日銀が買う国債は、誰が責任を負うのか

異次元緩和の「都市伝説」のカラクリ

ちなみに、日銀が買い入れた国債で満期が来たものを、引き続き借り換えるときには、「日銀乗換」という方法がある。満期が来た以上、いったん返済したことにしなければならない。しかし、その国債を借り換えることにすれば、日銀が買い入れた国債をそのまま保有し続けることができる。そこで、政府と日銀の間で、満期が来た国債と取り換えるように借り換えるための国債を日銀に引き受けてもらうことにしている。これが、日銀乗換である。

だから、異次元緩和政策で日銀が買い入れた国債は、日銀が持っている限り、返済負担が生じない。それなら、いっそのこと日銀が保有する国債は、政府の借金とみなさなくてよいではないか、との声がある。

デフレ脱却後は国民の税負担で返済必要に

だが、それは誤りである。日銀が買い入れている国債は、デフレが脱却できたら、国民の税負担で返済を迫られる。

そもそも、日銀が保有する国債で満期が来ても元本返済が必要ないのは、異次元緩和政策を実施しているためである。では、異次元緩和政策を実施しているのはなぜか。デフレを止めたいからである(異次元緩和政策でデフレを止められるか否かの議論は、ここでは不問とする)。

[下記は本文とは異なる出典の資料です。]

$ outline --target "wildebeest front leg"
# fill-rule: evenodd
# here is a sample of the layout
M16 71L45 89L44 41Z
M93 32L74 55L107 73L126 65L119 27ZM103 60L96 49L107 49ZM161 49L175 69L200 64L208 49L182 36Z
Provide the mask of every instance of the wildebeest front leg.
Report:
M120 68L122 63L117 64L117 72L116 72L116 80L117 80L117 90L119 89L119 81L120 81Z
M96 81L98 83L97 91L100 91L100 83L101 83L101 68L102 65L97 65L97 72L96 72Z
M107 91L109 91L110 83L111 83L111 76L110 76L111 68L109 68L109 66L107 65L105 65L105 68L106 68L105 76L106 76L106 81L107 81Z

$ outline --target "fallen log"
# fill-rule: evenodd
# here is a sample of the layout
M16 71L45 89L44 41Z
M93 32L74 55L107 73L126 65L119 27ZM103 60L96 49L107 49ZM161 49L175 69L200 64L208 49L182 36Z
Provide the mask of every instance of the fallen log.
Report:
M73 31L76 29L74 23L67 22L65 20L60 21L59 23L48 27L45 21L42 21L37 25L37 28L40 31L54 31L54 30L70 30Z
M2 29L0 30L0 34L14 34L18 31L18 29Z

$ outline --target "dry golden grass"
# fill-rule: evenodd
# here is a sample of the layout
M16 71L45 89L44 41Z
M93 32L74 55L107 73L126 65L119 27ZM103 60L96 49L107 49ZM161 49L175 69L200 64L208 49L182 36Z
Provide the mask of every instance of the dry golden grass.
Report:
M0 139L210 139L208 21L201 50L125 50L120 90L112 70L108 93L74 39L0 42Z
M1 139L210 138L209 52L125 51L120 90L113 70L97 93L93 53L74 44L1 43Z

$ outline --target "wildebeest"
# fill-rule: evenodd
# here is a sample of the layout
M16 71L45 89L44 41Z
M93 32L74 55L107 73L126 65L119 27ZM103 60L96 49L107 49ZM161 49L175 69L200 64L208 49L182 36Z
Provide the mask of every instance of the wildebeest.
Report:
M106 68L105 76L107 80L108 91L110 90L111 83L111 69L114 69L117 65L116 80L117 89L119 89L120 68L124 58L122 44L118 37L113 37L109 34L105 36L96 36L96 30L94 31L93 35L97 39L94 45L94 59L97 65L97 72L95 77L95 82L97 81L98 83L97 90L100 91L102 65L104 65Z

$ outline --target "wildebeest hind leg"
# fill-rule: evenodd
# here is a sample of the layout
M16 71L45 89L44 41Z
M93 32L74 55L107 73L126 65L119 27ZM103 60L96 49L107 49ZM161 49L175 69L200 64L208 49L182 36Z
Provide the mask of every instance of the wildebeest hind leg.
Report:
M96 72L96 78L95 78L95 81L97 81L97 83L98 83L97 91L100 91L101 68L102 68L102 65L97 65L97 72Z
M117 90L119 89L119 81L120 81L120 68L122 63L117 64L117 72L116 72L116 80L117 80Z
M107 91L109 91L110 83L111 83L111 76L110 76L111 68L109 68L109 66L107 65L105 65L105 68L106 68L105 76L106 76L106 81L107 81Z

仮に異次元緩和政策でデフレが止められたとしよう。デフレが止まること、すなわち物価上昇が持続的に起こる状態となる。異次元緩和政策が功を奏して緩やかなインフレにできるか否かは、これまた議論が分かれるところだが、いずれにせよ、デフレが止まれば高率か低率かを問わず物価が上昇する。

そうなれば、まず、日銀は、異次元緩和政策をやめる。いわゆる「出口」である。そこで、国債の新たな買い入れはやめる。問題は、日銀がすでに買い入れた国債の行方である。

物価上昇は、その裏表の関係で通貨価値が下落し始める。お金を貸す側はその通貨価値の下落を補うために物価上昇率よりも高い金利をつけて貸そうとする。預金金利もデフレ期はほとんどゼロだったものがプラスの金利になる。すると、デフレ期に現金を持っていた民間の経済主体は、現金を金融機関に預けたり、プラスの金利がつく金融資産(国債を含む)に持ち替えようとする。民間の経済主体から預金等の形で現金を受け取った金融機関も、現金のまま持つことは望まないので、日銀に現金を引き取ってもらおうとする。

こうして、インフレになると民間の経済主体や金融機関はできるだけ通貨を持たなくなり、日銀は通貨を吸収するため、保有している国債を放出せざるを得なくなって、売りオペレーション(市場で国債を売る)を行うことを迫られる。